The state fixed-effect logistic model was applied to “Hospital uses ML or other predictive models.” State fixed-effect linear regressions were applied to other outcome measures. Marginal effects were reported for all models.
Specific AHA survey questions:
Indicator of whether the hospital uses ML or other predictive models: Does your hospital use any ML or other predictive models that display output or recommendations (e.g., risk scores or clinical support) in your EHR or an App embedded in or launched by your EHR? 1=yes, 0=no.

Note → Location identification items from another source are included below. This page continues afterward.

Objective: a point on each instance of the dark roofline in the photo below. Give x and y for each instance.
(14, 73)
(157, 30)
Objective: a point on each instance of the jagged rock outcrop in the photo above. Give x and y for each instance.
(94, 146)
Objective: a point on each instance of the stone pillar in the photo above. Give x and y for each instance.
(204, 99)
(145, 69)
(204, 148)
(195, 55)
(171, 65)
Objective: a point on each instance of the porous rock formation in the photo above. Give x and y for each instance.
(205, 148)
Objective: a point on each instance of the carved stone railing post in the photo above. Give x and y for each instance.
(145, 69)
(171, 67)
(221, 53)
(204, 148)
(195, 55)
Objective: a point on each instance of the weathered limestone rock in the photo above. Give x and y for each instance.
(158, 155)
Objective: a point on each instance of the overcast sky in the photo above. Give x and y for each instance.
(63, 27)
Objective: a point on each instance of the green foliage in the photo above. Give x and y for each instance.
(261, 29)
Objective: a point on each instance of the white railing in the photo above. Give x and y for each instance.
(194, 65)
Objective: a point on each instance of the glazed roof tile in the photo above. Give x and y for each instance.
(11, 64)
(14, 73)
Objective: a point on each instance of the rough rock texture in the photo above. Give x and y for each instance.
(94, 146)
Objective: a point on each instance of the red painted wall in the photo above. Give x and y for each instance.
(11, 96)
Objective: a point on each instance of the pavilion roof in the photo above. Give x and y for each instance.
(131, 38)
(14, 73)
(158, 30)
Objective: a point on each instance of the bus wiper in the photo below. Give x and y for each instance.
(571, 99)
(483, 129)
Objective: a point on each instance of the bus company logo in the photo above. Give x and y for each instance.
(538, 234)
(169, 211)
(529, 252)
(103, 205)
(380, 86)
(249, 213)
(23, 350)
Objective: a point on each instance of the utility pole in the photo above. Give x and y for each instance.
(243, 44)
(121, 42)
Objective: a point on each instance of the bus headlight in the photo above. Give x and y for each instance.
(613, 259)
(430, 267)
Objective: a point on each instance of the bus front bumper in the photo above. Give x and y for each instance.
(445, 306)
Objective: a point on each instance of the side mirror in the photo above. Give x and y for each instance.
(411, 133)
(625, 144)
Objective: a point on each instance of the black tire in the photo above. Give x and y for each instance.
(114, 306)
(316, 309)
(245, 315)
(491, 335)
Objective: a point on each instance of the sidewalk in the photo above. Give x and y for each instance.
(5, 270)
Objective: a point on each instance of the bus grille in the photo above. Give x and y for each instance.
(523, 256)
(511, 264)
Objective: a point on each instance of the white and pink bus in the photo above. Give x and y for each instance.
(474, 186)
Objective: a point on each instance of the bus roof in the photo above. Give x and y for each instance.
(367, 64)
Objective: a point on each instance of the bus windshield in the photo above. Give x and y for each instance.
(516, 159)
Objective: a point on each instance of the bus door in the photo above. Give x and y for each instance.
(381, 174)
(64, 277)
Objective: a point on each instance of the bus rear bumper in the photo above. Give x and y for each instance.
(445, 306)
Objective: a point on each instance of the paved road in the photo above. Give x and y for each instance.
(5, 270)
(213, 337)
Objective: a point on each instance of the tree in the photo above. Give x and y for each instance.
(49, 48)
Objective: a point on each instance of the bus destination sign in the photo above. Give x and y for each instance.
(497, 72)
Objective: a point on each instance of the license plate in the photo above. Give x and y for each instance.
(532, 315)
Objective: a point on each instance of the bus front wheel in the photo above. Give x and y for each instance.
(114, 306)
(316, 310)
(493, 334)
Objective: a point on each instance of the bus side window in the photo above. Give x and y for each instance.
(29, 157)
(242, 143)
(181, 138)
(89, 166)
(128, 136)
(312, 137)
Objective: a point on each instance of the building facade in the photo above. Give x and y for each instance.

The number of ML and other predictive modules adopted: Which of the following uses has your hospital applied ML or other predictive models? Please check all that apply.
a. Predicting health trajectories or risks for inpatients.
b. Identify high-risk outpatients to inform follow-up care.
c. Monitor health.
d. Recommend treatments.
e. Simplify or automate billing procedures.
f. Facilitate scheduling.
g. Other (operational process optimization).
h. Other (clinical use cases).
The number of domains in which EHR was used: Please indicate whether you have used electronic clinical data from the EHR or other electronic system in your hospital to:
a. Create an approach for clinicians to query the data.
b. Assess adherence to clinical practice guidelines.
c. Identify care gaps for specific patient populations.
d. Support a continuous quality improvement process.
e. Monitor patient safety (e.g., adverse drug events).
f. Identify high-risk patients for follow-up care using algorithms or other tools.
The number of areas in which AI/ML was used in workforce applications: Does your hospital use AI or ML in the following?
a. Predicting staffing needs.
b. Predicting patient demand.
c. Staff scheduling.
d. Automating routine tasks.
e. Optimizing administrative and clinical workflows.
f. None of the above.
ACO indicates accountable care organization; ADI, Area Deprivation Index; AHA, American Hospital Association; AI, artificial intelligence; EHR, electronic health record; HPSA, health professional shortage area; IT, information technology; ML, machine learning.